S: (CT_ac, SS_ac) = Encap(PK_c), (SK_ac, PK_ac) = DeriveKeyPair(SS_ac)
S->SD: CT_ac, PK_ac
SD: (CT_abc, SS_abc) = Encap(PK_ac)
SD->R: CT_ac, CT_abc, E(SS_abc, msgid)
R: SS_ac = Decap(SK_c, CT_ac) 
   => (SK_ac, PK_ac) = DeriveKeyPair(SS_ac) 
   => SS_abc = Decap(SK_ac, CT_abc) 
   => msgid

That shares the properties that (1) the clue is only intelligible by the intended recipient and random otherwise (2) the SecureDrop server can encrypt the msgid to the recipient without knowing the recipient's public key. (In principle, you could also just have msgid=SS_abc and save a symmetric encryption step.) Definitely possible I'm missing some other requirements, though.

[eaon]

First off, I'm entirely with you on the sadness regarding the DH/commutativity dependency, I've been dipping my toes into this problem for a while as well…

As far as I can tell though, your suggestion would break the requirement that third parties ought not to be able to enumerate messages stored on a server at any given point (also over time - #43 discusses this to a certain degree), by re-sharing CT_ac as-is every time clients would poll for new messages. CT_ac would have to be randomisable by a third-party (without changing the encapsulated shared secret) to make this work. I don't understand enough of ML-KEM's math around ciphertexts though so I asked a couple folks if they had ideas how to solve this, but no luck so far. Got any ideas?

PS: Cool work on the ml-kem crate, I've been following (and using it) from afar ✨

[bifurcation]

I'm confused about the enumeration point.
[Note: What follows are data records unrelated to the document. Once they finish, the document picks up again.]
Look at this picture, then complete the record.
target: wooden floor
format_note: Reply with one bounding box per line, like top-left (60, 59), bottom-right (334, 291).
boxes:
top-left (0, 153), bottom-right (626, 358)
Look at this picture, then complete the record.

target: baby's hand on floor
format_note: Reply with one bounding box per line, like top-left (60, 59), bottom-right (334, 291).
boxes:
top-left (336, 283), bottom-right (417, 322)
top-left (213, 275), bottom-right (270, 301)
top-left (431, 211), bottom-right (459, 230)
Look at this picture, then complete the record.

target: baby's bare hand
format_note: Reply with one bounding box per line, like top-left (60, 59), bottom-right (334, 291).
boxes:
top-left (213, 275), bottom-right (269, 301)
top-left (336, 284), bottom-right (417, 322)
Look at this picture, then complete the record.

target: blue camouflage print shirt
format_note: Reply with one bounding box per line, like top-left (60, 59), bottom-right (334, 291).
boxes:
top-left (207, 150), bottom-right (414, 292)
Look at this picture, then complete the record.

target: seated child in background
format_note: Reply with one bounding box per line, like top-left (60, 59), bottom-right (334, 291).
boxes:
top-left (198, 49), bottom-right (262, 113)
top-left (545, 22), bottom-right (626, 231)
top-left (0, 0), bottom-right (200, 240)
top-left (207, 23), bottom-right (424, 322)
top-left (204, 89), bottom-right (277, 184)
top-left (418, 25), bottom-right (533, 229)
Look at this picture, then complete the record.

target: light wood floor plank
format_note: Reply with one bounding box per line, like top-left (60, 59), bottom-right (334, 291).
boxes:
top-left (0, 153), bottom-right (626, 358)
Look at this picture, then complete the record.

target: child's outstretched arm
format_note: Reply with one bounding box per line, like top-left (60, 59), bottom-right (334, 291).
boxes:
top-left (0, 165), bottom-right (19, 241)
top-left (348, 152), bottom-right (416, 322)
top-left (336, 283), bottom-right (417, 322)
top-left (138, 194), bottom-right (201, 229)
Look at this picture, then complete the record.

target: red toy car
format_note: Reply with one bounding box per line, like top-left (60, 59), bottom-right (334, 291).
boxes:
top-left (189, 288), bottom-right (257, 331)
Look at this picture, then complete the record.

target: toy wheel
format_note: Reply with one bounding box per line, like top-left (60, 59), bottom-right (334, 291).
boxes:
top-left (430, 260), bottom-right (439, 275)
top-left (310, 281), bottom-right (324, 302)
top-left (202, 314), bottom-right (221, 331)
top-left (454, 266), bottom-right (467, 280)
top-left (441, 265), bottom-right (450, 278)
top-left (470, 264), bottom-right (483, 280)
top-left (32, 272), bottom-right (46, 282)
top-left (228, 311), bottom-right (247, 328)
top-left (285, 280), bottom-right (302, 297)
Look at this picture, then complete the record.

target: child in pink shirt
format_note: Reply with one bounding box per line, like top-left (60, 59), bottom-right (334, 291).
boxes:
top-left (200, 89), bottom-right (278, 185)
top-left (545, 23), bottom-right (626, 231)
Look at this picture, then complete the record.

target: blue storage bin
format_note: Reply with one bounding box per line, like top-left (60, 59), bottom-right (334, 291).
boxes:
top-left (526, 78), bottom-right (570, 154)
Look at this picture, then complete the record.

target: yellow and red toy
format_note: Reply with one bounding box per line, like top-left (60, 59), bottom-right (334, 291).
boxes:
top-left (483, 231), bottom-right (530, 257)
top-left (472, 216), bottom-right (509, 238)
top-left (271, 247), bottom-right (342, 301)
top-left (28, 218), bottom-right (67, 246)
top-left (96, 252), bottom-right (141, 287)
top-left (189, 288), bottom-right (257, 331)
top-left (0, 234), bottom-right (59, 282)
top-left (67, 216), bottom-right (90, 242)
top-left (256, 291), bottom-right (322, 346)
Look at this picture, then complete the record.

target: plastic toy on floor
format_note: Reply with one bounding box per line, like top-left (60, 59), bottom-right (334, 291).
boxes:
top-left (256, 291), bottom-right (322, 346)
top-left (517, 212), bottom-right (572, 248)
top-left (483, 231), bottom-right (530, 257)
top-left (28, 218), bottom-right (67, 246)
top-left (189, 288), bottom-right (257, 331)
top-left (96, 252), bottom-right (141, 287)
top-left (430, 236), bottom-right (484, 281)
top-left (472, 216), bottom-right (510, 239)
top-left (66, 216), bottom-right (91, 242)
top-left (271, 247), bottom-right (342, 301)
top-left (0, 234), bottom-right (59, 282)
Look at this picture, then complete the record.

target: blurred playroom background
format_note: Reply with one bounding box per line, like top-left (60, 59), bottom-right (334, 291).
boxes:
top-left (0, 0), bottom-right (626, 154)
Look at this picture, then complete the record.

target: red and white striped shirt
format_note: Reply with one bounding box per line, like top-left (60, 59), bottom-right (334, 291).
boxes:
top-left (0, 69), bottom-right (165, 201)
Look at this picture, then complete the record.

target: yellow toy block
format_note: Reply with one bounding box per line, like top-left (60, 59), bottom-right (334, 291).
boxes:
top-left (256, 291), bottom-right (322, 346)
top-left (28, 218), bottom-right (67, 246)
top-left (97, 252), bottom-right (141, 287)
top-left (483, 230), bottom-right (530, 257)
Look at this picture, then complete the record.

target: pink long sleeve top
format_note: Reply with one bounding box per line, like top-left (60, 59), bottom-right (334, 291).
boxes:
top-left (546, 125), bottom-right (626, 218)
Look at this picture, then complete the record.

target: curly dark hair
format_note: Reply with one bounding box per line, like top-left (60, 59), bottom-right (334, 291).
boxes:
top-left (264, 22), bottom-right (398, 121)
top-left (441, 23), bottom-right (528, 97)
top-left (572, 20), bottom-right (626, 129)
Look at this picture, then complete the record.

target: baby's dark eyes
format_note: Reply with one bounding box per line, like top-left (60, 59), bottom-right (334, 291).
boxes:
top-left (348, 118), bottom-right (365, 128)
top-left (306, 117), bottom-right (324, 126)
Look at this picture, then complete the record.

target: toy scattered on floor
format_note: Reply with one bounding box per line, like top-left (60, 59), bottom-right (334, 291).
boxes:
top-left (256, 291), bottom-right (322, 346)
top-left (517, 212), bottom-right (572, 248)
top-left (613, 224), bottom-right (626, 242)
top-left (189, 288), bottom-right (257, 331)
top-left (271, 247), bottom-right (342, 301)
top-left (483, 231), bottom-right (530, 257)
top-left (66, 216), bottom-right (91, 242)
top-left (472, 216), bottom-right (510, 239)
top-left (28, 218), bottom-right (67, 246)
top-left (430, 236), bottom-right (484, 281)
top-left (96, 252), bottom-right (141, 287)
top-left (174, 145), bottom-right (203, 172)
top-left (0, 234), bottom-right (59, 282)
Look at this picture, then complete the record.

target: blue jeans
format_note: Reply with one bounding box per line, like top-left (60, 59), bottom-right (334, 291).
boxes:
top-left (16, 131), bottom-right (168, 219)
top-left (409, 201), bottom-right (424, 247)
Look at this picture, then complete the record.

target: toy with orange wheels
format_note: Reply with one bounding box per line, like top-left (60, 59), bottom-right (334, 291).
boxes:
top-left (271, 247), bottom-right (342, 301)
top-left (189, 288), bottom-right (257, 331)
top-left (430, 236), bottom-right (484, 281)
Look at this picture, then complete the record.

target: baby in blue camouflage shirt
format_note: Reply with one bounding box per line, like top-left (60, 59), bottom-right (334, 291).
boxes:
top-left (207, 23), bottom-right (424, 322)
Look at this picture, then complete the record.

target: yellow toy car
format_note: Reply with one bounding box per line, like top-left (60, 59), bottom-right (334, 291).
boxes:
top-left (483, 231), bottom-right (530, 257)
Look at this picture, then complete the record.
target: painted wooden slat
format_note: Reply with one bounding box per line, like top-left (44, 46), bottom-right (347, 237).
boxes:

It seems like in the current scheme, g^ab is (a) stable per-message and (b) passed on unmodified S->SD->R. So if CT_ac having that property is bad, isn't the current scheme also bad in that way?
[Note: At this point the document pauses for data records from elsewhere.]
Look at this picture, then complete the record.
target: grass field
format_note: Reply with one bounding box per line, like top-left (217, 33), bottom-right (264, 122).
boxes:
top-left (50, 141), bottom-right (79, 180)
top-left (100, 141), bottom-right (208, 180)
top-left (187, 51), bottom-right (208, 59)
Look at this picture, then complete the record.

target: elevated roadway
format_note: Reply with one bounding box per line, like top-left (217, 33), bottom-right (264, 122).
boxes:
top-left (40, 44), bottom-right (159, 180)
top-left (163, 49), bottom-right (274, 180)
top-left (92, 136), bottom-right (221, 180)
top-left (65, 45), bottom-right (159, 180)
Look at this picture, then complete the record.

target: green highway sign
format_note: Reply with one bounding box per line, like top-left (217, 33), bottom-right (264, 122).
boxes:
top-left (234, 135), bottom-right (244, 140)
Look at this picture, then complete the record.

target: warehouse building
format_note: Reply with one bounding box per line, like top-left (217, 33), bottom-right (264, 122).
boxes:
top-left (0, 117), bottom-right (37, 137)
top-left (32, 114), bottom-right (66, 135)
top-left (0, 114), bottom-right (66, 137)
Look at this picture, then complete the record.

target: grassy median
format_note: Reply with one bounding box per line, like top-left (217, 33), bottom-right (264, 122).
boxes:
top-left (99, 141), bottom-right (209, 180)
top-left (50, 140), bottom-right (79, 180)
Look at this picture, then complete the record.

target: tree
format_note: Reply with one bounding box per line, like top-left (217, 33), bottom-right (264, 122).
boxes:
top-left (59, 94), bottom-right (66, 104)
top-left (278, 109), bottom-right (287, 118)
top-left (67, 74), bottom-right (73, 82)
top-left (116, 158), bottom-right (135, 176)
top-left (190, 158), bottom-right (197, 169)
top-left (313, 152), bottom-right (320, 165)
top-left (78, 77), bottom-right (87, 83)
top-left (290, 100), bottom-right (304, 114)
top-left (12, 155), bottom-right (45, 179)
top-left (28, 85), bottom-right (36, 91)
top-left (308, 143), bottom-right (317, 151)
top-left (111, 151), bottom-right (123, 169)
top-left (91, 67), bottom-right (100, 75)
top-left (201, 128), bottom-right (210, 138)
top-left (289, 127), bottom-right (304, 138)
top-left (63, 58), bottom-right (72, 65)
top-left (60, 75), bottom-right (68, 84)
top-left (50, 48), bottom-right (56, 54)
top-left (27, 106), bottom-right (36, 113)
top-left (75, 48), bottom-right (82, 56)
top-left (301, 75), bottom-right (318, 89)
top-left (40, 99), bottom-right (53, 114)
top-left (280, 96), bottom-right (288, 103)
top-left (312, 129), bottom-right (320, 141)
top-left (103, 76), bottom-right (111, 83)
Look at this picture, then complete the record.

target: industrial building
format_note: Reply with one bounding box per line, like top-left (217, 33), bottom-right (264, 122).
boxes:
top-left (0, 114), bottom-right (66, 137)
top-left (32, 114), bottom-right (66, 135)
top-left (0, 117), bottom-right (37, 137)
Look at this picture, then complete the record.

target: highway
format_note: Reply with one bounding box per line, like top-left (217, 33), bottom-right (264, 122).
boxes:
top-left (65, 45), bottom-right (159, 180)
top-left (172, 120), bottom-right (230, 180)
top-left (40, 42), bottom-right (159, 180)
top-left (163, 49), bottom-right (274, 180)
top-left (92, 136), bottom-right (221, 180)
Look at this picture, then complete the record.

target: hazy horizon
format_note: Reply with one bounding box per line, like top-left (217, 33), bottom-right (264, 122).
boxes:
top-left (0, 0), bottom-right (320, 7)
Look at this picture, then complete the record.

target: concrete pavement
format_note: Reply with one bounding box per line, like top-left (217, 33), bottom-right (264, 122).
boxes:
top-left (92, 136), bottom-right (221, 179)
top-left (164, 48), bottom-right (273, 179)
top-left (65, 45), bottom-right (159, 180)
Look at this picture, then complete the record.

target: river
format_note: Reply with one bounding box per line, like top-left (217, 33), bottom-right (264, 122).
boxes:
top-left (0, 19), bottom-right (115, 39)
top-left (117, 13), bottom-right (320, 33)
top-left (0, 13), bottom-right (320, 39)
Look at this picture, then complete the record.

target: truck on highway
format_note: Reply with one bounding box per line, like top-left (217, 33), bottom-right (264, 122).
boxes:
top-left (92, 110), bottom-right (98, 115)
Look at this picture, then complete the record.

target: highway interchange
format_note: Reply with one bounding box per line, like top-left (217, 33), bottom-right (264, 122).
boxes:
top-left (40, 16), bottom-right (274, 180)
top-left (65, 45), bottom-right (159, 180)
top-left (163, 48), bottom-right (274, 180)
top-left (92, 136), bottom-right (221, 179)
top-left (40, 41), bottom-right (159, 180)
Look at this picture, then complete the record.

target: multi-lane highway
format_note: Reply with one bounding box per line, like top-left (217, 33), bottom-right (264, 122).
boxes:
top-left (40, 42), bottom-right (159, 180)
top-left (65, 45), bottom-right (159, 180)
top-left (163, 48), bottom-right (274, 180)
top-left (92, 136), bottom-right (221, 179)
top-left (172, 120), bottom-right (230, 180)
I'm also unclear on what you would be trying to achieve by rerandomizing. In the current scheme, a receiver without SK_c learns only list of opaque random values (CT_ac, CT_abc). Repeated queries over time would reveal that some messages were no longer on the server (by opaque ID). In a rerandomized scheme, one could still learn the overall quantity of messages on the server over time. So the major thing that rerandomization buys you is that you can distinguish between the case where no messages are moving and the case where input and output are equal (both of which leave the stored message volume constant). Is that the idea here?

[lsd-cat]

Hi Richard, as per the email exchange, thank you for taking a look into this, we really appreciate it. I think the issue is that this does not represent what we are trying to do originally.

DH-based:

S->SD: g^a, g^ab
SD->R: g^ab, E(g^abc, msgid)
R: (g^ab)^c => msgid

It should be instead:

S->SD: g^a, g^ab
SD->R: g^ac, E(g^abc, msgid)
R: (g^ac)^b => msgid

Where R knows the secret exponent b, and c is randomly generated per request per message.
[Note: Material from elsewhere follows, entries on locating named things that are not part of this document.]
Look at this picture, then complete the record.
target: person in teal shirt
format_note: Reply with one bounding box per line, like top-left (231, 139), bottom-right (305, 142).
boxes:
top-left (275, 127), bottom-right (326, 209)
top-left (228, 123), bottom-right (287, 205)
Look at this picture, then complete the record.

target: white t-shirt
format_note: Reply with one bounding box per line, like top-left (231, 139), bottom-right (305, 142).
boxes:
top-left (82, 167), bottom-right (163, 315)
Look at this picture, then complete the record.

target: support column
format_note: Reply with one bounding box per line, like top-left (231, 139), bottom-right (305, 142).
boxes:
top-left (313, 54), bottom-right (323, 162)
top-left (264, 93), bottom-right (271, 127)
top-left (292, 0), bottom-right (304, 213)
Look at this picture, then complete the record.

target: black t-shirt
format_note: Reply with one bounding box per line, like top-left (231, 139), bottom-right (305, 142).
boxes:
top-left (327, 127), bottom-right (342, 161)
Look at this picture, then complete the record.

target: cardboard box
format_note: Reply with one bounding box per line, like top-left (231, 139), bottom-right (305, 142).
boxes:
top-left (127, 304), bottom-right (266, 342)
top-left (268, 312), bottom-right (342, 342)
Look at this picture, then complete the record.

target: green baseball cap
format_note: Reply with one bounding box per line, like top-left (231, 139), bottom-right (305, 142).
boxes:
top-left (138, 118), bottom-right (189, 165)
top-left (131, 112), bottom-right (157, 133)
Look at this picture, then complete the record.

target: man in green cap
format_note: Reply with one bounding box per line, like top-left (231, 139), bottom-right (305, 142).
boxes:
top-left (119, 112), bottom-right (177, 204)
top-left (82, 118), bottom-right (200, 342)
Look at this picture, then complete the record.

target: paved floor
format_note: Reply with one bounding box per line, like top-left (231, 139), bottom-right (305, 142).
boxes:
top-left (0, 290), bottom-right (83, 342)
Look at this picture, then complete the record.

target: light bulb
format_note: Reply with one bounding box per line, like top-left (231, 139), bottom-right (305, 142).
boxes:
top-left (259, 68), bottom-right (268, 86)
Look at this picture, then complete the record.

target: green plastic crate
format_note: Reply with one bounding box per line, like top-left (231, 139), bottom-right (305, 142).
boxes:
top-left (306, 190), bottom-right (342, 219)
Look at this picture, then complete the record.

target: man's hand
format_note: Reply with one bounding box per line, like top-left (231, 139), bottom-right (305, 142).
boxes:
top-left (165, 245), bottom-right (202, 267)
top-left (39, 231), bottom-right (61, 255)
As per the quantity of messages, we are always returning a fixed number (and hopefully mitigate for side channels there), which is the upper limit of the protocol in its current form (in the low thousands).

[bifurcation]

Ah, thanks @giulio, that makes more sense. I think in my notation, b was held by the SD and c by R, so just aligning your notation to that and elaborating a little:

S->SD: g^a, g^ac
SD: b = rand(), g^ab = (g^a)^b, g^abc = (g^ac)^b
SD->R: g^ab, E(g^abc, msgid)
R: g^abc = (g^ab)^c 
   => msgid

[lsd-cat]

While still retaining the message-fetching part not quantum resistant, #55 is a proposed version of the protocol using PQXDH.